Notre droit coutumier est sensé nous aider à vivre en harmonie avec la nature et entre nous-mêmes. Ce n’est que quand des individus vivants au sein de notre communauté violent et font fi de nos coutumes que l’harmonie est rompue. Malgré

des avertissements répétés de cesser, une faction dissidente continue de violer et de faire fi de nos coutumes et a brisé l’harmonie de notre communauté. Ainsi, le 4 Mars 2008, la majorité des membres éligibles de notre communauté de Mitchikanibikok ont confirmé que nous n’accepterions pas que ces dissidents restent au sein de notre communauté. Maintenant le gouvernement fédéral essaie de nous les imposer en utilisant la Sûreté du Québec pour les ramener dans notre communauté.

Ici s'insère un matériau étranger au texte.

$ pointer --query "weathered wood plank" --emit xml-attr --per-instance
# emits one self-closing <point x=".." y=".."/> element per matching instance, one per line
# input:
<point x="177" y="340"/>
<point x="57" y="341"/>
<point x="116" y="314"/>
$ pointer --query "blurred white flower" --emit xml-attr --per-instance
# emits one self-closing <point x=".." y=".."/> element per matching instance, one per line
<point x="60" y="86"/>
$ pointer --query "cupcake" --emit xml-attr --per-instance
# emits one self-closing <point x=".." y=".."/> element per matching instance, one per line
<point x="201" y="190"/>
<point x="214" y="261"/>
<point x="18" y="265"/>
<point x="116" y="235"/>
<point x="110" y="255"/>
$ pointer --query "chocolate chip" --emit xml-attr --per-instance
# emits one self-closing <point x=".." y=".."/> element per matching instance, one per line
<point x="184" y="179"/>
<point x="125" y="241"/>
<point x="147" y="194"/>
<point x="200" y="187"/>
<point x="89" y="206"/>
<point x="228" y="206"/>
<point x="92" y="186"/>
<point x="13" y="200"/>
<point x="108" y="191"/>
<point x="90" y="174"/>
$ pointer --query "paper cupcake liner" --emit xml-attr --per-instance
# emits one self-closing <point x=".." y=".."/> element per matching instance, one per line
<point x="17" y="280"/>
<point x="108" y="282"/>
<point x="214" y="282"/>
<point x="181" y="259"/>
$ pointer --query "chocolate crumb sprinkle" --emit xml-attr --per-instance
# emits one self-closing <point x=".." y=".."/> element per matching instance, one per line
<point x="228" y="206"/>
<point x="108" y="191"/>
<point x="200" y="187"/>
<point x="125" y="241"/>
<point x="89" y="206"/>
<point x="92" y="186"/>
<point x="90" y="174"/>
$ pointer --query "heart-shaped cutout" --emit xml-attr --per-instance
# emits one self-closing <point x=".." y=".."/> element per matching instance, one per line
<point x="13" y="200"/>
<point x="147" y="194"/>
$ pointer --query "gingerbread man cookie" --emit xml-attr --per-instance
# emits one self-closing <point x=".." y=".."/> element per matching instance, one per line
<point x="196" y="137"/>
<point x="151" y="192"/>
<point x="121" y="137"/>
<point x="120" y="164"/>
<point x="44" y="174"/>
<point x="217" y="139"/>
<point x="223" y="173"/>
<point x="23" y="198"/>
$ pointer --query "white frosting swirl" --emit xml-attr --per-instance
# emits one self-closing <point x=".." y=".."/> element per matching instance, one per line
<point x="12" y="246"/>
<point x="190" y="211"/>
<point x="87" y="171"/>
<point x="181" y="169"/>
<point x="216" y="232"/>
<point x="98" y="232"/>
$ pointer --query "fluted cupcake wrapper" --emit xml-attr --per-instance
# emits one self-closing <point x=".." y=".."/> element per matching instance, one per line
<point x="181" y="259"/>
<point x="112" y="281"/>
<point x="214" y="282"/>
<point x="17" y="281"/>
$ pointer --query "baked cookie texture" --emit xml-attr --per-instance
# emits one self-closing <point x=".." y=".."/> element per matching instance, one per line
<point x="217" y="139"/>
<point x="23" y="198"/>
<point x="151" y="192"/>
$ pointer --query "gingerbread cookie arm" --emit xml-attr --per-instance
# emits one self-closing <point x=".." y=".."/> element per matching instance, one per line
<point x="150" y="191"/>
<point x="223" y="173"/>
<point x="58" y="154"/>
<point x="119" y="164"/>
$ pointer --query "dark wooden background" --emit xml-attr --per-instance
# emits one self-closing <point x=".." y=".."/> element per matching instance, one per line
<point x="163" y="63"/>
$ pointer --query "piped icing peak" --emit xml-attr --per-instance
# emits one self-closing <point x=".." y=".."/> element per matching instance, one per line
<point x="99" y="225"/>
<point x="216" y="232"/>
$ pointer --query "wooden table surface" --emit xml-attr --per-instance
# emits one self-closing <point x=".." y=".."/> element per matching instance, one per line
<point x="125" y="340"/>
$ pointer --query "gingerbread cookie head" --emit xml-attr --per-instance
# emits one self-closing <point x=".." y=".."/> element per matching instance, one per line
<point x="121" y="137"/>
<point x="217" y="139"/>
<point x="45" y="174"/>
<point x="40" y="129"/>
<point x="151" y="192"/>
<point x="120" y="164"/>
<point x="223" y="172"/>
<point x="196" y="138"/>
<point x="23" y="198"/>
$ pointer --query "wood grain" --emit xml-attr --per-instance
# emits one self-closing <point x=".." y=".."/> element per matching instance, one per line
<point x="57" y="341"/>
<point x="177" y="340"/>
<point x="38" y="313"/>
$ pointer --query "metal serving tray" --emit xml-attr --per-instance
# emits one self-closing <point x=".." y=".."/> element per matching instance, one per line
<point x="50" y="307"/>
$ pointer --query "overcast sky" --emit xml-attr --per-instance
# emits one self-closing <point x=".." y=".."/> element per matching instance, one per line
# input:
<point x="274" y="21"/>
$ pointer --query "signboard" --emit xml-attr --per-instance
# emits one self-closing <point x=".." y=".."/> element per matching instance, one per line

Le gouvernement du Canada et le gouvernement du Québec veulent remplacer notre Chef et conseil coutumier parce que nos leaders exigent qu’ils honorent les ententes qu’ils ont conclues avec notre Première Nation.

Les ententes avec le gouvernement fédéral sont :
• L’Entente trilatérale de 1991.
• Le Protocole d’intention réciproque et l’Offre globale de reconstruire note communauté de 1997.
• Les dispositions spéciales stipulées dans notre Entente de contribution jusqu’à la venue d’un tiers administrateur qui les a enlevées.

Les ententes avec le gouvernement du Québec sont :
• L’ Accord bilatéral de 1998 et la mise en oeuvre des Recommandations conjointes adoptées par le négociateur du Québec, John Ciaccia, et notre négociateur, Clifford Lincoln, notamment le paiement annuel de 1.5 million de dollars à notre Première Nation en partage des recettes.

Le gouvernement fédéral tente d’imposer une faction dissidente minoritaire à notre Première Nation dans le but de se libérer des obligations qui lui reviennent en vertu des ententes signées avec notre Première Nation. C’est une répétition de ce qu’il a tenté de faire en 1996-97.